US 11,941,397 B1
Machine instructions for decoding acceleration including fuse input instructions to fuse multiple JPEG data blocks together to take advantage of a full SIMD width of a processor
Xiaodan Tan, Mountain View, CA (US); and Paul Gilbert Meyer, Jericho, VT (US)
Assigned to Amazon Technologies, Inc., Seattle, WA (US)
Filed by Amazon Technologies, Inc., Seattle, WA (US)
Filed on May 31, 2022, as Appl. No. 17/804,796.
Int. Cl. G06F 9/30 (2018.01); G06F 9/38 (2018.01)

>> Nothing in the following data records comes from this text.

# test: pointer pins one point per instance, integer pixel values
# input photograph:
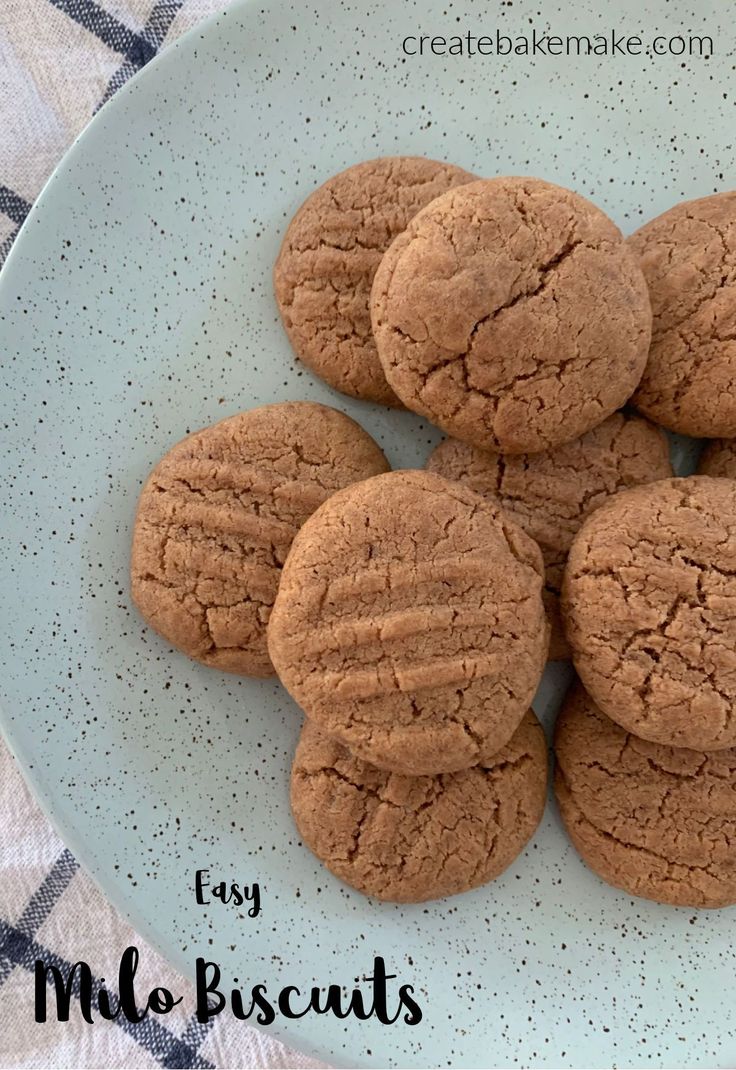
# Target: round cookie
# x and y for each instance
(410, 839)
(409, 623)
(719, 459)
(649, 608)
(656, 821)
(216, 518)
(328, 257)
(511, 314)
(550, 493)
(688, 256)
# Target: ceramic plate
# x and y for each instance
(136, 306)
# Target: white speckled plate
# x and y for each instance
(137, 305)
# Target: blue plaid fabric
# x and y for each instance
(49, 908)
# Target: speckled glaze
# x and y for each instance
(137, 305)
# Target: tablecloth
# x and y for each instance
(60, 60)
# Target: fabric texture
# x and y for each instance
(60, 60)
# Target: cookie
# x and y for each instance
(511, 314)
(410, 839)
(330, 254)
(656, 821)
(649, 608)
(216, 518)
(719, 459)
(688, 256)
(409, 623)
(550, 493)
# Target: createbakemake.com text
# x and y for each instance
(612, 43)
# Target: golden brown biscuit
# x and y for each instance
(551, 493)
(511, 314)
(330, 254)
(216, 518)
(719, 459)
(688, 255)
(409, 623)
(649, 608)
(410, 839)
(656, 821)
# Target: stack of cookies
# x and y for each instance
(410, 613)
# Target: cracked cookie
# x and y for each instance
(550, 493)
(330, 254)
(649, 609)
(656, 821)
(216, 518)
(719, 459)
(511, 314)
(688, 256)
(409, 623)
(410, 839)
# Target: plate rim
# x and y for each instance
(73, 840)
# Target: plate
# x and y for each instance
(136, 306)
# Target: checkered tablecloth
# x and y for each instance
(60, 60)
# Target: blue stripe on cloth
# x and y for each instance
(110, 30)
(41, 904)
(12, 205)
(169, 1051)
(155, 31)
(48, 893)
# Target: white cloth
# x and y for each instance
(59, 61)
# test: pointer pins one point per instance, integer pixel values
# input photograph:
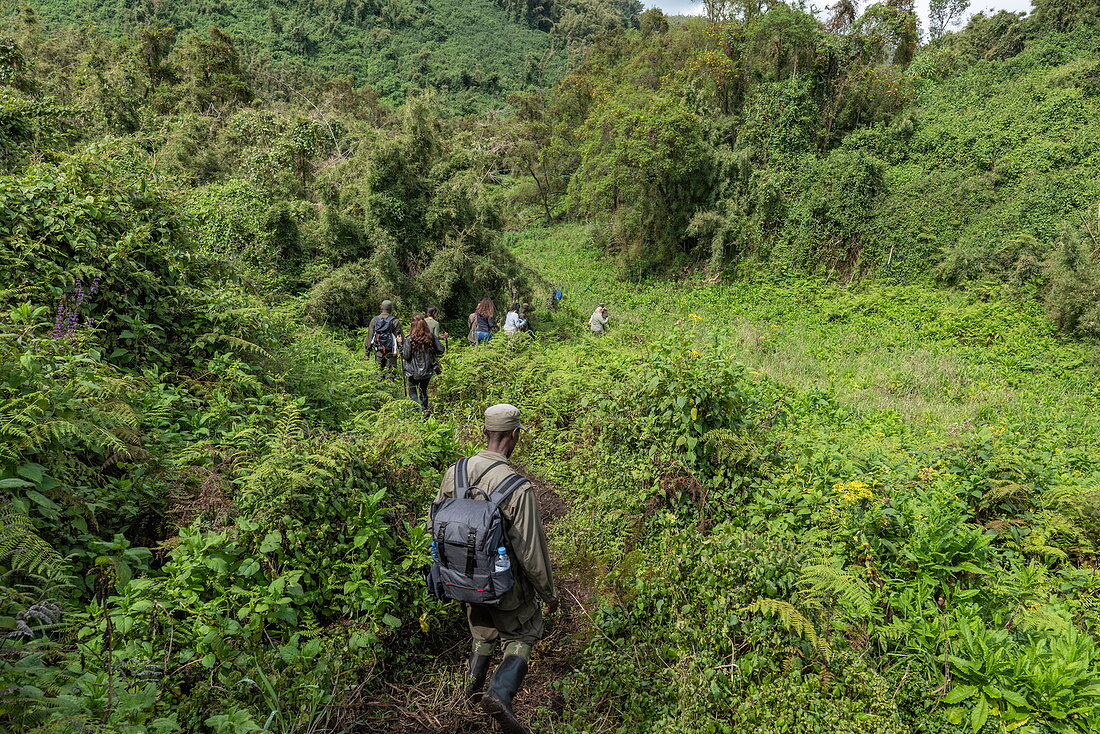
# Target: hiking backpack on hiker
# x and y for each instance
(466, 530)
(383, 341)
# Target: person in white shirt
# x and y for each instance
(513, 324)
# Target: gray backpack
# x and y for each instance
(466, 532)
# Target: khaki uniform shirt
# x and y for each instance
(526, 536)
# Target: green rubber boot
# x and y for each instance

CPC G06F 9/30101 (2013.01) [G06F 9/3001 (2013.01); G06F 9/30032 (2013.01); G06F 9/30036 (2013.01); G06F 9/30043 (2013.01); G06F 9/3887 (2013.01)] 20 Claims
OG exemplary drawing
 
5. A computer-implemented method comprising:
retrieving, by an execution unit of a processor, a set of machine instructions from an instruction queue of the processor; and
executing each of the machine instructions on the processor, wherein the set of machine instructions includes a fuse input instruction (FI), the fuse input instruction having a first FI input vector, a second FI input vector, and a FI select input to generate a first FI output vector and a second FI output vector,
wherein the fuse input instruction selects a portion of the first FI input vector and a portion of the second FI input vector based on the FI select input, sign extends the selected portion of the first FI input vector and the selected portion of the second FI input vector, and shuffles data elements of the sign extended portion of the first FI input vector with data elements of the sign extended portion of the second FI input vector to generate the first and second FI output vectors.